Was gibt’s Schöneres zum Start ins Wochenende als einen Premierenabend in der Volksbühne? Heute steht „Erobert euer Grab“ über dem selbst dem Tode geweihten Theaterhaus. Die Banderole, auf der dies geschrieben steht, ist natürlich schwarz, genauso schwarz wie die Sitzsäcke und die bedrückend morbiden Lametta-Vorhänge aus Bert Neumanns letztem Bühnenbild. Seit dessen Tod und dem gespenstisch kurz zuvor verkündeten Ende der Ära Castorf ist in der Volksbühne Totentanz-Zeit.
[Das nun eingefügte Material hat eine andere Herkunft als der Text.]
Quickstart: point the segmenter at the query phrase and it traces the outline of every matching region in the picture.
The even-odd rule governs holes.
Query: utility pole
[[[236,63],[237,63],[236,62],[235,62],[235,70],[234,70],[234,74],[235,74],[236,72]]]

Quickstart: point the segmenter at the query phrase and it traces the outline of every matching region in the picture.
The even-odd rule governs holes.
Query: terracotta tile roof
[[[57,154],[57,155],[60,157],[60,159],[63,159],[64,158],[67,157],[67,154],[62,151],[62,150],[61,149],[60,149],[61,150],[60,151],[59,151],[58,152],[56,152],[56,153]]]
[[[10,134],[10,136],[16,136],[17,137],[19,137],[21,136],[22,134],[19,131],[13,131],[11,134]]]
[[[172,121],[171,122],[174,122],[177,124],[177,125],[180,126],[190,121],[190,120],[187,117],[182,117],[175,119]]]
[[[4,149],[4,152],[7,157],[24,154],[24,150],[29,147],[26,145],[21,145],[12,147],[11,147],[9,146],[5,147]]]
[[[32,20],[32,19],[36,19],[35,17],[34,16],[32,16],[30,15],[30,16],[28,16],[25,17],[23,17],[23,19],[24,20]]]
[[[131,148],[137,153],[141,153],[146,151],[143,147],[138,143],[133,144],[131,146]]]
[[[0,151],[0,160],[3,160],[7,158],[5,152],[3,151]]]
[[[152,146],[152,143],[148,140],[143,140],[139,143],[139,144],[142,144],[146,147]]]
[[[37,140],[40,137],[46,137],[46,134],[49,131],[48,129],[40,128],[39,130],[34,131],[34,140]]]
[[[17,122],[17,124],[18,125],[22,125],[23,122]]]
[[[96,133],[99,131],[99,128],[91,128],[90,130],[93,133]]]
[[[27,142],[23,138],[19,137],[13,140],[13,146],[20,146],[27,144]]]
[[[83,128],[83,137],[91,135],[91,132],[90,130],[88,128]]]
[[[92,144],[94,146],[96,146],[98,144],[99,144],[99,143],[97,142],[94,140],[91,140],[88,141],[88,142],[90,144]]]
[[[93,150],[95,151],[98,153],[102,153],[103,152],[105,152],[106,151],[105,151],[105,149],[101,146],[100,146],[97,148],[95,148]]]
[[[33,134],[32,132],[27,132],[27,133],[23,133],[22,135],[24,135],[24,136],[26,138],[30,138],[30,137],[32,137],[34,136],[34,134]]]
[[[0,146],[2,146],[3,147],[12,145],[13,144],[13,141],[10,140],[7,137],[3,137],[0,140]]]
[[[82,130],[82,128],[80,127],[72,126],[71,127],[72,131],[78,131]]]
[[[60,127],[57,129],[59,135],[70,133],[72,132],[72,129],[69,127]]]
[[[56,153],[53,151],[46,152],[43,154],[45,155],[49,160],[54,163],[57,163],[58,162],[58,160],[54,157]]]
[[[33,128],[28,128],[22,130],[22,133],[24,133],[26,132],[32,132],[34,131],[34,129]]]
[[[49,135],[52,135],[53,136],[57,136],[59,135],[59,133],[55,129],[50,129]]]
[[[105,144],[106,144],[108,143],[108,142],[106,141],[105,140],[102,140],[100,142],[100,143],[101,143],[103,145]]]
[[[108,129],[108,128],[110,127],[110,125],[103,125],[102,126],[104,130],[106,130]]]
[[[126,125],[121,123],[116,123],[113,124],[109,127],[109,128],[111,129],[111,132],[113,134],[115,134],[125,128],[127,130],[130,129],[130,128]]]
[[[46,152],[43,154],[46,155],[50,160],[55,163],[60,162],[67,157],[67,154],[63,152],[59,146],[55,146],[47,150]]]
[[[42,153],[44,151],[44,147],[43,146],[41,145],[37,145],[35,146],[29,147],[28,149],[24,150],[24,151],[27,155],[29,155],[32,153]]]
Die wunderbar stilvollen Künstlerinnen, die Jackettträger, die Skandinavier und die in proletarischer Streetwear auftretenden Nachwuchsdramaturgen sind nichtsdestotrotz in Champagnerlaune. Klar, sie sind ja auch wer: Premierenpublikum. Elitärer Dreckshaufen, denke ich und fasse mir an meine Nase.
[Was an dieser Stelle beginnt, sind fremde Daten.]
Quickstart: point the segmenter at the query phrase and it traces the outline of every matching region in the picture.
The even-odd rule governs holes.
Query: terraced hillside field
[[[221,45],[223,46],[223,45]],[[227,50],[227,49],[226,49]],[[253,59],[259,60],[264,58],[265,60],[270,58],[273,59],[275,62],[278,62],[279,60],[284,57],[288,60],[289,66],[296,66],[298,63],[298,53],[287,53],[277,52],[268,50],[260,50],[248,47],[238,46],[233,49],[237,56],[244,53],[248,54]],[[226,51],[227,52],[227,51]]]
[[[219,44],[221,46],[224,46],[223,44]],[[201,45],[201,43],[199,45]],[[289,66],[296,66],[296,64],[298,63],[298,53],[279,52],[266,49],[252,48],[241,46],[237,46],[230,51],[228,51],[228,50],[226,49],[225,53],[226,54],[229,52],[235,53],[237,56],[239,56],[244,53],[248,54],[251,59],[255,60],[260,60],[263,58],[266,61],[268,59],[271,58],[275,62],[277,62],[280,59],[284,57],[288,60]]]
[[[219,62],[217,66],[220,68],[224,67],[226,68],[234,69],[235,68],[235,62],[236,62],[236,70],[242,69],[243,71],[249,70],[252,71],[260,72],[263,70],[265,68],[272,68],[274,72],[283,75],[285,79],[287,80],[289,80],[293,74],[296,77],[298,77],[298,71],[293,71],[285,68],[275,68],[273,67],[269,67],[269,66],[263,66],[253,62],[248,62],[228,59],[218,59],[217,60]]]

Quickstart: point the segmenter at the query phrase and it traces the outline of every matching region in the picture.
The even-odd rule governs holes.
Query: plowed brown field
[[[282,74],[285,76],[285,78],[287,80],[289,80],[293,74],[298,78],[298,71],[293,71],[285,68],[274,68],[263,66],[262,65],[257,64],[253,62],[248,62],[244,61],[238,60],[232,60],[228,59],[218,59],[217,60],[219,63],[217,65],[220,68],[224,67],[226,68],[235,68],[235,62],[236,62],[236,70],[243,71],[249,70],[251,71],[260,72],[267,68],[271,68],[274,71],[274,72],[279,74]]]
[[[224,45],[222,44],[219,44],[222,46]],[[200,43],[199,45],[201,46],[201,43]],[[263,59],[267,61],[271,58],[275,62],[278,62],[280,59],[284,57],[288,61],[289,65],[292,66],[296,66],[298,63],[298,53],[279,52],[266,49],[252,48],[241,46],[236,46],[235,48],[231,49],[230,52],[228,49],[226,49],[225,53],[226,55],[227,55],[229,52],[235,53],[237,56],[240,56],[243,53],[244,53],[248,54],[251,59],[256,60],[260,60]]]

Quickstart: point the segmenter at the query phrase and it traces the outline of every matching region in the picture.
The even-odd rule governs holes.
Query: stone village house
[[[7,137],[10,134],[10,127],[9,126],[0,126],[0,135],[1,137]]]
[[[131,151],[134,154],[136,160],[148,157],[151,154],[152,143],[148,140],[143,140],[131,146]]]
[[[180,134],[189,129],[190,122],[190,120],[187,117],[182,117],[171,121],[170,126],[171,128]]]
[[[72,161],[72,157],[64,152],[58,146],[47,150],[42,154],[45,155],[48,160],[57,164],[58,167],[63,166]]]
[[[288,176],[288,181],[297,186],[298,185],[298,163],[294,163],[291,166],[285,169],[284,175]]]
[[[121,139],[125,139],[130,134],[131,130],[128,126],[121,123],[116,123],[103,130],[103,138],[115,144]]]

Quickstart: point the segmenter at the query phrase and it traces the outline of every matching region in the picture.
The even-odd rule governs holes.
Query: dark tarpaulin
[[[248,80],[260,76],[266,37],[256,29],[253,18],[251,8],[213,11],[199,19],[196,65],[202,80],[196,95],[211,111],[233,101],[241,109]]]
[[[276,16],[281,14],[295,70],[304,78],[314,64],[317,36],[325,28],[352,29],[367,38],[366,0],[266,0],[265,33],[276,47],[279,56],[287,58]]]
Tickets wofür? Ist ja bei Premieren eher unwichtig, aber egal: „Krieg“ heißt der Abend, eine Oper in einem Akt, ein Tableau vivant über den Todeskampf eines Soldaten, erdacht vom Performance-Künstler Ragnar Kjartansson und unterlegt mit kitschiger Orchestermusik von Kjartan Svensson von Sigur Rós – ein Pop-Kunst-Ereignis par excellence.

Maximilian Brauer, dieser absolut irrlichternd grenzdebile Typ, stirbt darin, sechzig Minuten lang. Als er endlich tot ist, endlich liegen bleiben darf, klatscht das Publikum teilnahmslos. Traurig schleiche ich aus dem Saal, flüchte mich in die Katakomben und lasse mich in die Kantine führen. „Eine Weißweinschorle, bitte.“

Die Volksbühne startete mit diesem Abend seine „Schwarze Serie“ – sieben Premieren in sieben Wochen – natürlich erhöht ein Haus wie dieses den eigenen Abgang so selbstreferenziell und bedeutungsschwanger wie nur möglich. Dann brummt mein Smartphone.
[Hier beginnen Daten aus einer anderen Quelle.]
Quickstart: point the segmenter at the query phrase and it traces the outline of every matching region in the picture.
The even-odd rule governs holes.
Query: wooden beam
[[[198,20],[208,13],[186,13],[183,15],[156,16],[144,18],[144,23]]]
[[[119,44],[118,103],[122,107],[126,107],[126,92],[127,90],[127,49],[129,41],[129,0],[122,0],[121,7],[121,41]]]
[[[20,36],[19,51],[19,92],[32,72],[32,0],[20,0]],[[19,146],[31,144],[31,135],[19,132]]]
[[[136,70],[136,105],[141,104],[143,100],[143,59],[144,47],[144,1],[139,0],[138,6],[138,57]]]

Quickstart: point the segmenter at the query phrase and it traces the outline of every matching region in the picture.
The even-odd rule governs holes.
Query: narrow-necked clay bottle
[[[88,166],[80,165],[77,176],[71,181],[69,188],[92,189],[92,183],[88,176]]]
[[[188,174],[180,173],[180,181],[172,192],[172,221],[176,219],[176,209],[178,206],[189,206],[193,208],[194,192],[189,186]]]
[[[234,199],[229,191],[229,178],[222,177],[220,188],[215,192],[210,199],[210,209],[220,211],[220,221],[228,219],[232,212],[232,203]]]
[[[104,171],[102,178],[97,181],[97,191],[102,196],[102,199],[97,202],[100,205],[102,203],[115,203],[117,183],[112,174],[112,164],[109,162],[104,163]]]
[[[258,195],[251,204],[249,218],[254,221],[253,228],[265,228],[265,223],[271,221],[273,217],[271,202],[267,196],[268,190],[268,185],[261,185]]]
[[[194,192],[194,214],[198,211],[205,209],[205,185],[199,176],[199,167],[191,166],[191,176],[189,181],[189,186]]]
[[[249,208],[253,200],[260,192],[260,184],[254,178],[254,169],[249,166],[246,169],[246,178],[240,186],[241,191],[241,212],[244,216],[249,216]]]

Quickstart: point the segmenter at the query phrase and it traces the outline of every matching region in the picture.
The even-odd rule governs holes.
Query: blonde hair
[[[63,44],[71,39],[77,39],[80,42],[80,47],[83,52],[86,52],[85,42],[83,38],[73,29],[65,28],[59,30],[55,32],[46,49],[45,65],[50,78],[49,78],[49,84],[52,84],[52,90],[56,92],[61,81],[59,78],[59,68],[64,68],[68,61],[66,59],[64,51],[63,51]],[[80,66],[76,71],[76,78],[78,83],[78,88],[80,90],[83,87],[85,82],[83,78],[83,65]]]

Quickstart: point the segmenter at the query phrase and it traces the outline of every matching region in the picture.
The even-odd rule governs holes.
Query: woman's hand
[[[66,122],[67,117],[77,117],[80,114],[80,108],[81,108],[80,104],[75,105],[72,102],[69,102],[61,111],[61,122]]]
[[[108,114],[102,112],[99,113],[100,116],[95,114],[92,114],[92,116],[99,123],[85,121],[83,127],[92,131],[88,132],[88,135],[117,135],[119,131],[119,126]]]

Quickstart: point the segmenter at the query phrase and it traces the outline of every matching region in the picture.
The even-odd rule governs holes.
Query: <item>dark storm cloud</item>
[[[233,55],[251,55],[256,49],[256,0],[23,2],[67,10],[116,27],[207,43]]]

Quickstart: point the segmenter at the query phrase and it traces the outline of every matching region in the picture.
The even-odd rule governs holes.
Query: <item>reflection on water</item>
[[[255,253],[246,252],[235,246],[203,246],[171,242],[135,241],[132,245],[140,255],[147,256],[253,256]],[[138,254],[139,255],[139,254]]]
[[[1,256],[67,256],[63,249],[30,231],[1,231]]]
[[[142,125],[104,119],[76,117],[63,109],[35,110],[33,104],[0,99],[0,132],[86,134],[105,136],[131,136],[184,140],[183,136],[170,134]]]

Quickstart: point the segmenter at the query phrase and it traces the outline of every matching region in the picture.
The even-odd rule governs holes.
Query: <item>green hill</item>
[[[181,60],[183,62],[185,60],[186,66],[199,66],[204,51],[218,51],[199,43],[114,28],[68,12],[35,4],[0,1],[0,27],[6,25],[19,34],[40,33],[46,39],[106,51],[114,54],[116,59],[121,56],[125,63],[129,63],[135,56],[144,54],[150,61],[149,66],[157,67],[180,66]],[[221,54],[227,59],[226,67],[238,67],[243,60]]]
So vibriert es nur, wenn Spiegel Online mir was sagen will: Eilmeldung, guck auf die Glasplatte! Es ist 18 Uhr und natürlich ist mal wieder alles noch schlimmer. Das Kneipenpublikum starrt auf große Flachbildfernseher, es läuft Fußball. Ich starre auf mein Glas und puste versonnen in den Bierschaum. „Wie wollen wir sterben?“, fragt Carl Hegemann.